First, a lot of lives could be saved if heroin, crack, and meth became obsolete. (Hey, I said I’m an optimist.) These drugs are wildly addictive and can function like an eggbeater on the pleasure centers of the brain, so much so that these addicts can’t do anything but chase the high. While there is such a thing as episodic use of these “street” drugs, the path toward addiction and fast and straight, so I think every dollar spent to get rid of these drugs probably saves ten, not to mention saving lives.

Second, Vicodin, Percoset, Xanax, and Valium (and all of their drug cousins) are highly effective, the first two for managing pain and the second for managing anxiety. I am the last person to say that I think people should have to grit their teeth through either. But it is staggering how many doctors readily and frequently prescribe these addicting meds to addicts. Any doctors out there? Please add hypnosis, therapy, meditation, non-narcotics, acupuncture, acupressure, healing touch, or anything else to your prescription pad that might save your patient the hassle of 28 days later on.

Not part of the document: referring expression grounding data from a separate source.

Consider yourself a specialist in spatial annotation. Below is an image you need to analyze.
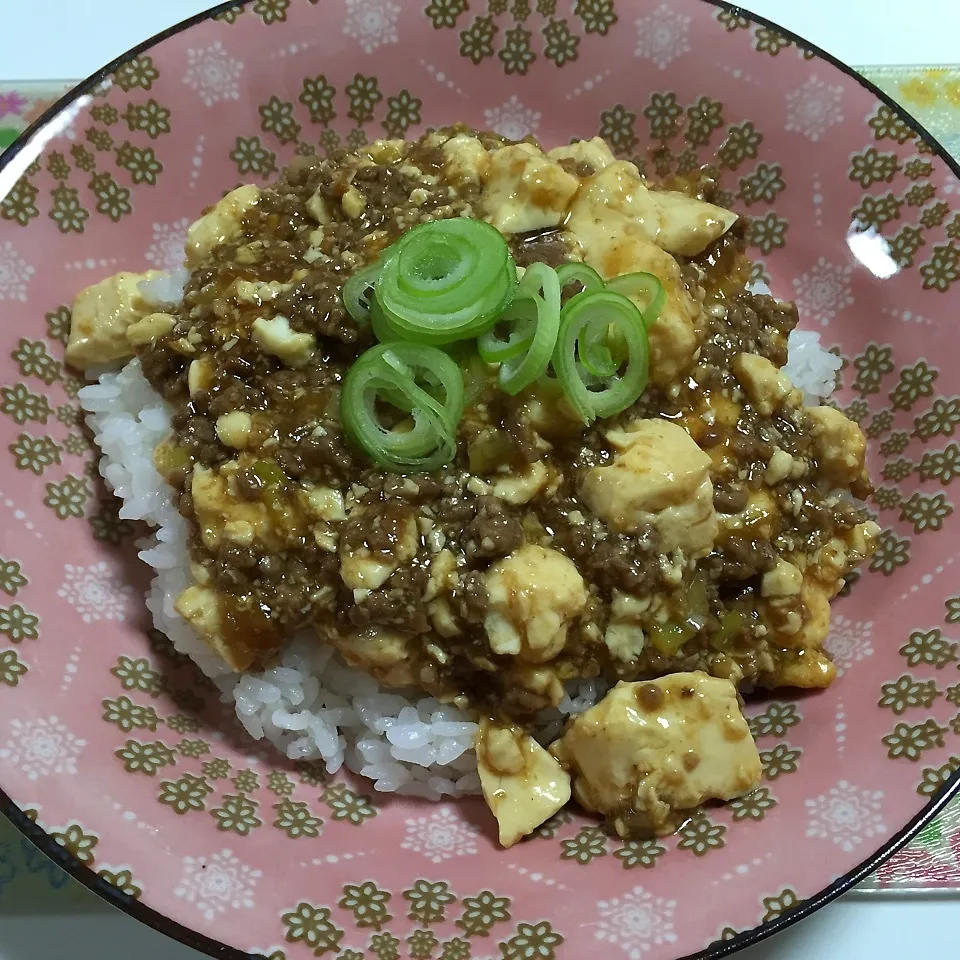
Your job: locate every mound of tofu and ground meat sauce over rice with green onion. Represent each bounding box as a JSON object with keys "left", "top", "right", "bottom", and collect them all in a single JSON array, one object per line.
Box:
[{"left": 67, "top": 128, "right": 879, "bottom": 845}]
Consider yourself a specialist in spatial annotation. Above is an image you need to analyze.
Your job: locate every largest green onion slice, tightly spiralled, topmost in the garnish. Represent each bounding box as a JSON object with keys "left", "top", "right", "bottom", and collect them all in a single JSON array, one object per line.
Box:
[{"left": 375, "top": 217, "right": 517, "bottom": 344}]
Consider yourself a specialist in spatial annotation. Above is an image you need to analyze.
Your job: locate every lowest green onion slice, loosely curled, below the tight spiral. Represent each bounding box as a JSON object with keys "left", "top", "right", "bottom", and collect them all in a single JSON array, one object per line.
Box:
[{"left": 340, "top": 342, "right": 464, "bottom": 473}]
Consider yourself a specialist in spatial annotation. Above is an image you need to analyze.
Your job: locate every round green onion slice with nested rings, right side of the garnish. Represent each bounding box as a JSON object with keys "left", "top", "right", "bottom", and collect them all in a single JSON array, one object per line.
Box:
[{"left": 553, "top": 290, "right": 650, "bottom": 423}]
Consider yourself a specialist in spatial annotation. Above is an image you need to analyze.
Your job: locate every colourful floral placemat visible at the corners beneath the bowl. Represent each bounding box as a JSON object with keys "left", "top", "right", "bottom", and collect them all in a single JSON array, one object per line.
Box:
[{"left": 0, "top": 66, "right": 960, "bottom": 919}]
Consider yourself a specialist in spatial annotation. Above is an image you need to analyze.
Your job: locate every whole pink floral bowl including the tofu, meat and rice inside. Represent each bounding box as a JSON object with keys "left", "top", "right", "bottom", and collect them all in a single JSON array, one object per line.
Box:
[{"left": 0, "top": 0, "right": 960, "bottom": 960}]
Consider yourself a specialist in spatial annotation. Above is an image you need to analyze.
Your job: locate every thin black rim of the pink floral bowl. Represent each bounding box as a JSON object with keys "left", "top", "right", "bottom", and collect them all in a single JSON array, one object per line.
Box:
[{"left": 0, "top": 0, "right": 960, "bottom": 960}]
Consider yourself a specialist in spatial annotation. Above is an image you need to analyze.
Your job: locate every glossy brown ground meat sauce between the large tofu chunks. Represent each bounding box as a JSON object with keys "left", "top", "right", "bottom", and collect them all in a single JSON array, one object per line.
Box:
[{"left": 141, "top": 130, "right": 868, "bottom": 717}]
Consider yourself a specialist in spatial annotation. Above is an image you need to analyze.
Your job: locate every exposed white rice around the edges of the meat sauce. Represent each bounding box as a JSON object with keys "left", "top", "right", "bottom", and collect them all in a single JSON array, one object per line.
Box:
[{"left": 80, "top": 270, "right": 840, "bottom": 799}]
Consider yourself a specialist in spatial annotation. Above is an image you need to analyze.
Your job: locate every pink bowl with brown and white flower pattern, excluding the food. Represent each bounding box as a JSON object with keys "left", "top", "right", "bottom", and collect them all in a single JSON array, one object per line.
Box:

And finally, I wish somebody could figure out which people can manage a few glasses of wine, and who will go on the roller coaster ride of pancreatitis/inpatient treatment/moderate stint of sobriety/ downward spiral/alcoholic cirrhosis/back to treatment…and so on. For some, alcohol is every bit as dangerous, toxic, and life threatening as heroin.

Addiction sucks, friends. I wish I could put a bow on it and offer a tidy solution, but it hasn’t been that kind of week. All I can say is that I’m grateful to all those who keep fighting the good fight on behalf of the ones who make it, and the ones who don’t.